けれど、自分を認めてくれて、唯一ずっと側にいてくれた友久を、失うことと同じようなことなのかもしれないと思った。
「おい、今なんか気持ち悪いこと思っただろ」
「あっ、すみません」
くそ。やっぱりいなくなった方がせいせいするかもしれない。
「ウルフさんが消えて、死んでしまったんだと思った時は、後を追おうとしたこともありました」
そうだ。真剣な話だった。友久め。
「どうやって思い止まったの?」
「後を追おうとした時、ミータさんに言われたんです。──ぺんまあたぬはゆさびじきるべぼ、って」
「うん。ごめん全然分かんない」
あれ?真剣な話なんだよね?
「あなたが後を追って死んだら、今度は私が、後を追って死にたくなるじゃない、そう言ってくれたんです」
結構いいこと言ってたのに、滑舌のせいで台無しだよ……
「そっか。

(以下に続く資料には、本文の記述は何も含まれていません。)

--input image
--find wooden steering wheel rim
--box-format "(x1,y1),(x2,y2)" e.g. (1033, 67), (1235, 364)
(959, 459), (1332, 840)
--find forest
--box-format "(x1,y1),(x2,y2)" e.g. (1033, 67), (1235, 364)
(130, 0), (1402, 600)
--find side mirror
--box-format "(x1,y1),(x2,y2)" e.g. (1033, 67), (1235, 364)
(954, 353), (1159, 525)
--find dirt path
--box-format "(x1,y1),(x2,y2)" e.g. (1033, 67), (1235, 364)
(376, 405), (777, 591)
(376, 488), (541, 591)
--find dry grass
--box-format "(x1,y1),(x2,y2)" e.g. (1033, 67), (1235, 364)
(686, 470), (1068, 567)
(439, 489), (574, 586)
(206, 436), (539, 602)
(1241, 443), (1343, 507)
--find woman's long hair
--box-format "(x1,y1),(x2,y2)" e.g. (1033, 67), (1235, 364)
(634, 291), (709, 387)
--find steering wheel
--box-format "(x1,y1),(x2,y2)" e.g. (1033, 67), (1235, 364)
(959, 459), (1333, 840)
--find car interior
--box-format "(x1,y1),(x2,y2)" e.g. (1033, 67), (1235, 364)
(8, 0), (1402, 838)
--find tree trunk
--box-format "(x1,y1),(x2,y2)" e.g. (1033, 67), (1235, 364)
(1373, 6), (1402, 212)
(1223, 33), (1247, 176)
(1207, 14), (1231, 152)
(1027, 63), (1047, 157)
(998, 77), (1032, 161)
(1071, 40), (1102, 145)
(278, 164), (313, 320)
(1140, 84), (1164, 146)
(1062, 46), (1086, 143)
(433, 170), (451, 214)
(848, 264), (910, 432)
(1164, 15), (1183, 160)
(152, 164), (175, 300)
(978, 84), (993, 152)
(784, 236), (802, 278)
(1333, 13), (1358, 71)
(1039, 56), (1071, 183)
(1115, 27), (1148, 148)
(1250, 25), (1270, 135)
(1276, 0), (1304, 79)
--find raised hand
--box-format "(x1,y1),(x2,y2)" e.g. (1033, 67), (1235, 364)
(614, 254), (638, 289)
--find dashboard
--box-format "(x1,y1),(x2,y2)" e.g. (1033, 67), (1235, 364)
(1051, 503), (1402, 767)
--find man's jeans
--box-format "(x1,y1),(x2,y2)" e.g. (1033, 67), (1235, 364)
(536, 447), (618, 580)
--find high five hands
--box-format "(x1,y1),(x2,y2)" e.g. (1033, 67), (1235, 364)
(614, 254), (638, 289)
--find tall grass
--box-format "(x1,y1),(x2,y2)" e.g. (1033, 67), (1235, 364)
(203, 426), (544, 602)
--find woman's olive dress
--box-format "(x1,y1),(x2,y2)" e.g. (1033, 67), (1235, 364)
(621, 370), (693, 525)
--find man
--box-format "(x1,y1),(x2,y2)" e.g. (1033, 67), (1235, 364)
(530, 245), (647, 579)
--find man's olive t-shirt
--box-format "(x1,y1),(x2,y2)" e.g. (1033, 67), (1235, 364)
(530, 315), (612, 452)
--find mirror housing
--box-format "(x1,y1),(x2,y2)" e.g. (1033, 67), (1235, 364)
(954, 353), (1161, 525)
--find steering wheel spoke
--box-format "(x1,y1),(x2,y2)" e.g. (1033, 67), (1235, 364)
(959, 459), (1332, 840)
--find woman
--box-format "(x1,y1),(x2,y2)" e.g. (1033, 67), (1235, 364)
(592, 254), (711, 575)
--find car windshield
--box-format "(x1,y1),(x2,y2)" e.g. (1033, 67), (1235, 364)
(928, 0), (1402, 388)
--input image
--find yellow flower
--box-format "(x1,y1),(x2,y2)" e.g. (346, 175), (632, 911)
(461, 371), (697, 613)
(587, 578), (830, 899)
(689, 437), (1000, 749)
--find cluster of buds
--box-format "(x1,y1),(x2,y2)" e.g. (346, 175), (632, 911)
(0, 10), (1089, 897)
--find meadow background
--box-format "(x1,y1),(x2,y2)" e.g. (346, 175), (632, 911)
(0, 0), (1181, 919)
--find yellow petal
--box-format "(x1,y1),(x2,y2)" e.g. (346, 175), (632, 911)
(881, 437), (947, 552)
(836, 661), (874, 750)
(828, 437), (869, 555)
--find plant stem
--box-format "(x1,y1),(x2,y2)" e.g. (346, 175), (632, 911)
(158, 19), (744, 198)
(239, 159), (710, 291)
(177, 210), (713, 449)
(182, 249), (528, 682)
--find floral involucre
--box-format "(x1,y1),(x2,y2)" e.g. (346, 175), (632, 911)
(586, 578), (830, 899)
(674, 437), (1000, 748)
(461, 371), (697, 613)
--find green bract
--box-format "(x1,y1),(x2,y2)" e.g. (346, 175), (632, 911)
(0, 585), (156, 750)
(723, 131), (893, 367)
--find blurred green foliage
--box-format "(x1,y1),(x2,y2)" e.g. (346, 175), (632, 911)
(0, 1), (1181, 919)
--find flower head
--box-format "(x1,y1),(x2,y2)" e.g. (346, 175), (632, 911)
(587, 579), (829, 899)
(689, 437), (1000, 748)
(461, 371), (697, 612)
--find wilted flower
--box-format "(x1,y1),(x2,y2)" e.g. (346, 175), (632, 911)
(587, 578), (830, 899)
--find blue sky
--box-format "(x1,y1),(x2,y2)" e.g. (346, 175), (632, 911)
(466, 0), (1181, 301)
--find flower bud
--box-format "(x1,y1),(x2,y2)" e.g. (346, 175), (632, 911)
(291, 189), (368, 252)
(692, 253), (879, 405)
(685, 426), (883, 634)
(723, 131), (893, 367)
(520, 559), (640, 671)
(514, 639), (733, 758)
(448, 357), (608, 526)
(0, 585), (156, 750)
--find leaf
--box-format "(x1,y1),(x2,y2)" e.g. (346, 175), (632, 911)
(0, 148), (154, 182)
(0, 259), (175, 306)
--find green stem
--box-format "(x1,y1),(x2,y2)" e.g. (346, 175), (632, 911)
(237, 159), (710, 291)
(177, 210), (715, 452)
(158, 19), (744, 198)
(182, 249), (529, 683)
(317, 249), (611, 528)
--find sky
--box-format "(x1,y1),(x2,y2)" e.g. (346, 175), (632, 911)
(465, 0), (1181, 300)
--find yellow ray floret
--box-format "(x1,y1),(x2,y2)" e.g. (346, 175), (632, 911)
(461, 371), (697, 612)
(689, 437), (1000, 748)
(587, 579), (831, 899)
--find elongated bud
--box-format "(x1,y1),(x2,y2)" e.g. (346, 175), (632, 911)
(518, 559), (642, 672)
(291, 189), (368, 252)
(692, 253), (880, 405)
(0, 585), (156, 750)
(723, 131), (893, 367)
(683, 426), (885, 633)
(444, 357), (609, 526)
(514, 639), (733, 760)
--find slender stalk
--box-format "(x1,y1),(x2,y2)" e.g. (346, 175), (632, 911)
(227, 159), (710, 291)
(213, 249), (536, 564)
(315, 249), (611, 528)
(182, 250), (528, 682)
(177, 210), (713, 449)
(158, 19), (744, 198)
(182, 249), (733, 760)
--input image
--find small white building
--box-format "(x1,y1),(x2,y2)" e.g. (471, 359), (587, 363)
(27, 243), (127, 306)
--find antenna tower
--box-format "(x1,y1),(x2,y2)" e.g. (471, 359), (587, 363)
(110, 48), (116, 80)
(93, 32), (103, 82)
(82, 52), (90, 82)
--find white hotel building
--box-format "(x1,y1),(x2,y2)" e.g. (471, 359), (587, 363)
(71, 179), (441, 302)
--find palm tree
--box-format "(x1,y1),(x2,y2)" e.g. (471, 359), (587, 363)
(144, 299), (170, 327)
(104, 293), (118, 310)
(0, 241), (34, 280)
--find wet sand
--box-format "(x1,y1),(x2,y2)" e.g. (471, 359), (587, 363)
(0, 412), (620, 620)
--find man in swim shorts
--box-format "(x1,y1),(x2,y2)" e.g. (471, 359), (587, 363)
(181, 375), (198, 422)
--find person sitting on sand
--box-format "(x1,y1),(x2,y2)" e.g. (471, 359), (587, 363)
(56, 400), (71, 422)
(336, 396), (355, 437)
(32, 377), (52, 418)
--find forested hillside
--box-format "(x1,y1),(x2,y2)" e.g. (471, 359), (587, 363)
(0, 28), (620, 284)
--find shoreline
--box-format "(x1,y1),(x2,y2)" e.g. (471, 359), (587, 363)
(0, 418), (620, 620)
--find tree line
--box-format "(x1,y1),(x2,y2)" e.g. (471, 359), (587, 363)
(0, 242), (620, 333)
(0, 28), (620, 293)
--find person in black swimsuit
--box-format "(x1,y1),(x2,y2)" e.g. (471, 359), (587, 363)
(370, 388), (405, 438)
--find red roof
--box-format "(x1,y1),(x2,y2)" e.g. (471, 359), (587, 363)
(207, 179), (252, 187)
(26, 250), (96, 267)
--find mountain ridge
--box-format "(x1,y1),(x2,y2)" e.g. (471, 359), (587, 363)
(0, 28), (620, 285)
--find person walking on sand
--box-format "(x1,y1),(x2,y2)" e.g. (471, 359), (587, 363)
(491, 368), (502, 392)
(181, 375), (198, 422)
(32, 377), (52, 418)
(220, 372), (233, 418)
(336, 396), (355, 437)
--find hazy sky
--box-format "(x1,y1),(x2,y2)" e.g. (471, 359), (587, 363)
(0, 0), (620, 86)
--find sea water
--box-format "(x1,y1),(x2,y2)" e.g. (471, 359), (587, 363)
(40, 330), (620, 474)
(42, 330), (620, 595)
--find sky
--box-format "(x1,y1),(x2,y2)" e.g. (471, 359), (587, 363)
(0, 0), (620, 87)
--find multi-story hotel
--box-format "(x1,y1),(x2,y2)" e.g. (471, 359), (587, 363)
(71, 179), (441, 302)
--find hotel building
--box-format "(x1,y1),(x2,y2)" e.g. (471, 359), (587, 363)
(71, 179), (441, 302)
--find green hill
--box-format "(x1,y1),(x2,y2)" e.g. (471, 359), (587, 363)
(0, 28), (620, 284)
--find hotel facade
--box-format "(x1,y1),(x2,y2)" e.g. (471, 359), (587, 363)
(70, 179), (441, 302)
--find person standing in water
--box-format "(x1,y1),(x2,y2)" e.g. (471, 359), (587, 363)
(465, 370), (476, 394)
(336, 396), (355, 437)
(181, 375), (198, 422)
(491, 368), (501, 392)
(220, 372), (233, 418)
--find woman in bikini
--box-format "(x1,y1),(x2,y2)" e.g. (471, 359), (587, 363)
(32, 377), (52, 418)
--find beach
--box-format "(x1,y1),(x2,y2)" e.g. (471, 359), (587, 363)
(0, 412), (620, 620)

そう言ってくれる人がいる限りは、死んでられないもんね」
「……はい」
あっ、そうだ。すっかり忘れてたけど、今の話で思い出したよ。
「そうだ。僕、ラフィアにプレゼントがあるんだ」
「えっ?私にですか?」
「うん。さっきそこの屋台で売ってたから」
僕は、小さなぬいぐるみをラフィアに手渡す。どんなのかは分からないけど……ピンク色の何かなのは確かだ。
ラフィアの表情は見えない。でも、喜んでくれてるよね。
「ありがとうございます悠一さん!この子すごく可愛いです♡」
うん。声からしても、これは喜んでくれてるみたいだ。
「そいつ、お腹を押すと口が開くみたいなんだ。何か喋ってるのかもね」
「あっ、ほんとですね!」
笑いながら、何回もお腹を押して遊ぶラフィア。可愛いな。
お腹を押すと口が開く。
お腹を押すと喋る……
お腹を押すと……
「やめてあなた。お腹の子に罪はないわ」
「変なアテレコしないでくださいよ」
あっ、怒られた。ごめんなさい。
「ごめんごめん」
「それ、いつか大事になる時が来る。だからずっと持ってろ」
「あっ……はい」
なんだよ友久。僕があげたのに!大事になる時っていつだよ。そうだいつと言えば……
「そうだ、友久。一緒に戦う人って今日の今から探すの?」
「いや、明日からだ。既にラフィアから候補は聞いてるしな。そんなことより悠一、さっきシェフが、人参とジャガイモと玉ねぎと豚肉なんかを仕入れてたぞ。お前、あれも好きだっただろ?」
何!?人参にジャガイモ、玉ねぎと豚肉だって!?
「じゃあ今シェフが作ってるのは、牛丼だな!」
「そんな奇抜な牛丼はねぇよ!どう考えてもカレーだろ」
えっそうなの?好きなものって言うからてっきり。カレーも好きだけどさ。
「じゃあ僕、ちょっとカレー取ってくるね」
「行ってこい行ってこい」
友久に冷たく見送られて、僕は階段を下りていった。